CFA Society Singapore
SINGAPORE (Feb 19): Singapore Finance Minister Heng Swee Keat boosted health-care and military spending, gave tax rebates to citizens and tightened rules on foreign workers ahead of an election that could come as early as this year.
Heng announced a new $8 billion support package for seniors in his budget speech on Monday, as well as measures to help local businesses adopt new technologies. The expansionary fiscal plan will push the overall budget deficit to 0.7% of gross domestic product in the year ending March 2020, from a revised surplus of 0.4% this year.
The finance minister opened his speech by talking about the changing global and domestic landscape and the importance of planning for the long term, while being open to diversity. Weaker demand and U.S.-China trade tensions saw Singapore’s export-reliant economy grow at a slower pace than expected in the fourth quarter.
“Singapore must always be pre-emptive,” said Barnabas Gan, an economist with United Overseas Bank Ltd. in Singapore. “We are a small nation and also there’s this urgent demand for greater expenditure for health care in light of the aging population.”
Here are some winners and losers from the budget plan:
There were a slew of support measures for Singaporeans as they age, including a plan to make it more affordable for citizens to visit clinics in their neighborhood.

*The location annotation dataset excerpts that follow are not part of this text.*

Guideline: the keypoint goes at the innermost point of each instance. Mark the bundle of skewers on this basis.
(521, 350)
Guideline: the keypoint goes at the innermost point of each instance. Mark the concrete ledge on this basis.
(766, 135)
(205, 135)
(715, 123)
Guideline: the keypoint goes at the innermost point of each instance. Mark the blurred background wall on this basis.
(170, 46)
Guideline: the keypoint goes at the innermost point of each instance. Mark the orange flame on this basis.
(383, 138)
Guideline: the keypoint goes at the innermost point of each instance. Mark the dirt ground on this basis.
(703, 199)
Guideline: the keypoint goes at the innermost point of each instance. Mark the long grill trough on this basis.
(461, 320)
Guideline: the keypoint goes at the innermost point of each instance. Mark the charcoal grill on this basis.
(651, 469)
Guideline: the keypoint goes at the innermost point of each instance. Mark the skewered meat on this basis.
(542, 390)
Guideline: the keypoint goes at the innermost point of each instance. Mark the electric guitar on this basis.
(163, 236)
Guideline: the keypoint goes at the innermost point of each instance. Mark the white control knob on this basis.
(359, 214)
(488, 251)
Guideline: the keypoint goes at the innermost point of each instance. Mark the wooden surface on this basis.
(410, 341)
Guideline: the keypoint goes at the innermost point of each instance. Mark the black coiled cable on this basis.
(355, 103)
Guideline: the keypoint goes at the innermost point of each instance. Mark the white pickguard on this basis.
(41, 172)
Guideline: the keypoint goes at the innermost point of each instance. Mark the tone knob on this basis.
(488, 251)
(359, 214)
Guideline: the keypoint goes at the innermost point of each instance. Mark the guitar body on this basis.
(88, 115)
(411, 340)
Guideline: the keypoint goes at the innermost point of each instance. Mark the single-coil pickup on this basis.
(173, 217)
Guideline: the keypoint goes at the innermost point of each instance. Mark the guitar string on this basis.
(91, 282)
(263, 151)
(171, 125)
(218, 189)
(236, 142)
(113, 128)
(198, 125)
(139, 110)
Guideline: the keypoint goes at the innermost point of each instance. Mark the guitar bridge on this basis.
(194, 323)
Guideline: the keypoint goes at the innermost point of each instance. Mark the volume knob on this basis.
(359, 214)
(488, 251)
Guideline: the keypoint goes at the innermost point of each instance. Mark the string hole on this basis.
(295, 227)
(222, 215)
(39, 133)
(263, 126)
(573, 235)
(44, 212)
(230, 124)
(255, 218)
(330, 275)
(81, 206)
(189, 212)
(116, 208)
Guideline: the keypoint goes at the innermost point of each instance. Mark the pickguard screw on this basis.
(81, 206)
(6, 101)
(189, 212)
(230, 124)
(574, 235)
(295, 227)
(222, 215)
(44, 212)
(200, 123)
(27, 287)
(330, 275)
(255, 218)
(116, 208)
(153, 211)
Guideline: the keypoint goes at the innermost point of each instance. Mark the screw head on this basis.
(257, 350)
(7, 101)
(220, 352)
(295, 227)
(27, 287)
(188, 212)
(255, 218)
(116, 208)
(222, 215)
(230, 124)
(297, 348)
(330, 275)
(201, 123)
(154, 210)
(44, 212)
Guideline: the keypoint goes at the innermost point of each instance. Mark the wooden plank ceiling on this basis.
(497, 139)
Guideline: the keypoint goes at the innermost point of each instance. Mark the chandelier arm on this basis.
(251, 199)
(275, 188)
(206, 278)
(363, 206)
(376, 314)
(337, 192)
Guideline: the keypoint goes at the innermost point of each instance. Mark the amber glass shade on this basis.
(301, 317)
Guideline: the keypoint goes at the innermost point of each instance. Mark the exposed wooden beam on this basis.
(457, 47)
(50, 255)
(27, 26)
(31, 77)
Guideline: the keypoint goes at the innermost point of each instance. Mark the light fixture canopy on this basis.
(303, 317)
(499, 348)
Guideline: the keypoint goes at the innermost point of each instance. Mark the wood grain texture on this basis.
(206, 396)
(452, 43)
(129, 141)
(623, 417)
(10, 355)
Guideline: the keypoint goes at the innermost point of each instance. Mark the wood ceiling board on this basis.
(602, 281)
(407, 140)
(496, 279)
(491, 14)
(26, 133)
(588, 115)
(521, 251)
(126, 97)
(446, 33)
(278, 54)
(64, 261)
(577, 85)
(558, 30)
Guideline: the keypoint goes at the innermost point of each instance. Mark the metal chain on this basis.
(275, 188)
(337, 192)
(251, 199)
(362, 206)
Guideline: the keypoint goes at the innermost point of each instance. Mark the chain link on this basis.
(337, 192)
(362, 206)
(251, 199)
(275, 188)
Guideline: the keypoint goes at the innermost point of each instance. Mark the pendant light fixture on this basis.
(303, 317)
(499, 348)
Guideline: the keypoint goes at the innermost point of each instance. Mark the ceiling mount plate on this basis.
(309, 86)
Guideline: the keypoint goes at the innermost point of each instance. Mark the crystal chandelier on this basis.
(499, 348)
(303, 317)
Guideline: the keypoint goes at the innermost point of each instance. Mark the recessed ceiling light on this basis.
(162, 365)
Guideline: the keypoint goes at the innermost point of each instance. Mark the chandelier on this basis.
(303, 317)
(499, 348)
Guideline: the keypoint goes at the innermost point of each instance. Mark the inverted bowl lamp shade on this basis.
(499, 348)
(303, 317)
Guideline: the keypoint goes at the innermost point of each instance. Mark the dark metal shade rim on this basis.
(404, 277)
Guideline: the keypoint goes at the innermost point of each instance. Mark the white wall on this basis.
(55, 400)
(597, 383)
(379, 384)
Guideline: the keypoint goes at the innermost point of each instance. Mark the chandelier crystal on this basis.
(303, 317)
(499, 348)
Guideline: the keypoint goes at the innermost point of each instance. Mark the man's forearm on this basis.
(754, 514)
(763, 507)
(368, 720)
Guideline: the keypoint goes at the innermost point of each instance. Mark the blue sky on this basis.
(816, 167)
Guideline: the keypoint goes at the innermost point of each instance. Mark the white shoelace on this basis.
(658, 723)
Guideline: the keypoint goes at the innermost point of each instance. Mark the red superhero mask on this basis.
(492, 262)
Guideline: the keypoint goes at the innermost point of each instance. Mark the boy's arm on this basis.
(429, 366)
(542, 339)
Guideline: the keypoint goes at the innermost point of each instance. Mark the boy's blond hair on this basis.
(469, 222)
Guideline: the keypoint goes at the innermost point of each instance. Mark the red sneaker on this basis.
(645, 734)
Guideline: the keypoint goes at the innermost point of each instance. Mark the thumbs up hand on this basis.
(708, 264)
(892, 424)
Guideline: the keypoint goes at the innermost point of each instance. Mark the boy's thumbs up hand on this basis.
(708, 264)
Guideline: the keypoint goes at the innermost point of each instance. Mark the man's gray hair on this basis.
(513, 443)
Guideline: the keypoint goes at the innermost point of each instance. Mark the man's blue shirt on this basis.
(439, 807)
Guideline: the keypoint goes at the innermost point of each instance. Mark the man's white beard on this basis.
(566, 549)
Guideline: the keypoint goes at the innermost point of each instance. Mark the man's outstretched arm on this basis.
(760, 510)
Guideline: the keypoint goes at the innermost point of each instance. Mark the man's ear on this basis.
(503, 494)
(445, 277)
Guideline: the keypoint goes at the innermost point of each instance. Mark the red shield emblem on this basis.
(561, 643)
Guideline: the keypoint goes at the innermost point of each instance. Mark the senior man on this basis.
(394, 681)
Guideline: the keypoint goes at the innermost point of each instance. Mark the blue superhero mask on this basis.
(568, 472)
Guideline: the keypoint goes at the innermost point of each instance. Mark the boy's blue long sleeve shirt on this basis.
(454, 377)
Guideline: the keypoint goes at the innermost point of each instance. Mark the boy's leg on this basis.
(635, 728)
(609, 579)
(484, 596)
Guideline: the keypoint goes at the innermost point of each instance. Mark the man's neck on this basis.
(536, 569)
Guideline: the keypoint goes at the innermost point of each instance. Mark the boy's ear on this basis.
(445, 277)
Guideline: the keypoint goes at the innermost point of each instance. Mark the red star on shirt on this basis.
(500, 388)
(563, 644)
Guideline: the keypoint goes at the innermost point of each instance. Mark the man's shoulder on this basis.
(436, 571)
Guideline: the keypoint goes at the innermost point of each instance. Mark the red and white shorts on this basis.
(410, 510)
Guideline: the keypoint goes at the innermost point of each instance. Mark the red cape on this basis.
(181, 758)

The government expects to pay out more than $200 million a year in Community Health Assist Scheme subsidies and will increase health-care spending by more than 10%, compared with revised estimates for 2018.
Companies that could benefit from the positive sentiment in the sector include listed providers Raffles Medical Group Ltd., Thomson Medical Group Ltd. and OUE Lippo Healthcare Ltd.
The government is giving support to a large cohort of the population that came of age during Singapore’s independence era in the 1960s. The package primarily includes health-care support, but also top-ups for spending on community activities and public transport. The government will set aside $6.1 billion for a new Merdeka Generation Fund that will benefit about 500,000 citizens.
Citing an increasingly uncertain geopolitical environment, Heng allocated more spending on defense, security and diplomacy, which makes up about 30% of government expenditure. Beyond the threat of physical attacks, the government is focusing on cyber security, and will set up an agency to beef up its capabilities. While Singapore is one of the safest cities in the world, “we must not be complacent,” Heng said.
Building on the success of its startup incubator program, Singapore plans to help local companies to expand internationally, Heng said. The government will set aside another $100 million to establish a co-investment fund for small and medium enterprises to help firms that are “ready to scale up.”
Creative Technology Ltd., which was cited in Heng’s speech as an example of a local company “at the cusp of a major breakthrough,” pared losses to 3% from 6.3% on Monday.
Heng spoke at length about the importance of planning for climate change, saying the government is studying its implications “carefully” and will have to “invest more.” It expects to increase spending on the environment and water resources by almost 29%. Singapore will apply a carbon tax on this year’s emissions and double its excise duty for diesel taxes to 20 Singapore cents per liter with immediate effect.
While the government will provide support to help businesses adjust, this could hit companies including Singapore’s largest taxi operator, ComfortDelGro Corp.
Singapore will provide a $1.1 billion “bicentennial bonus” to commemorate the 200th anniversary of Sir Stamford Raffles’ arrival on the island. This will include as much as $300 in payouts for lower income Singaporeans and a personal-income tax rebate of up to $200 for all individuals.
Heng said Singapore’s reliance on foreign workers is not a long-term solution, and that the country has to calibrate policies to raise productivity. While keeping the foreign-worker quotas for manufacturing and shipping intact, companies in the services sector -- such as food and retail businesses -- have to reduce the number of foreigners they hire. This could impact restaurants such as Koufu Group Ltd., Jumbo Group Ltd., Kimly Ltd. and BreadTalk Group Ltd.
Starting Tuesday, travelers going overseas will receive less tax relief for their spending due to “rising international travel,” Heng said. He also announced a cut to the alcohol duty-free allowances to two liters from three liters. These could affect Duty Free International Ltd., which operates a chain of duty-free retail shops.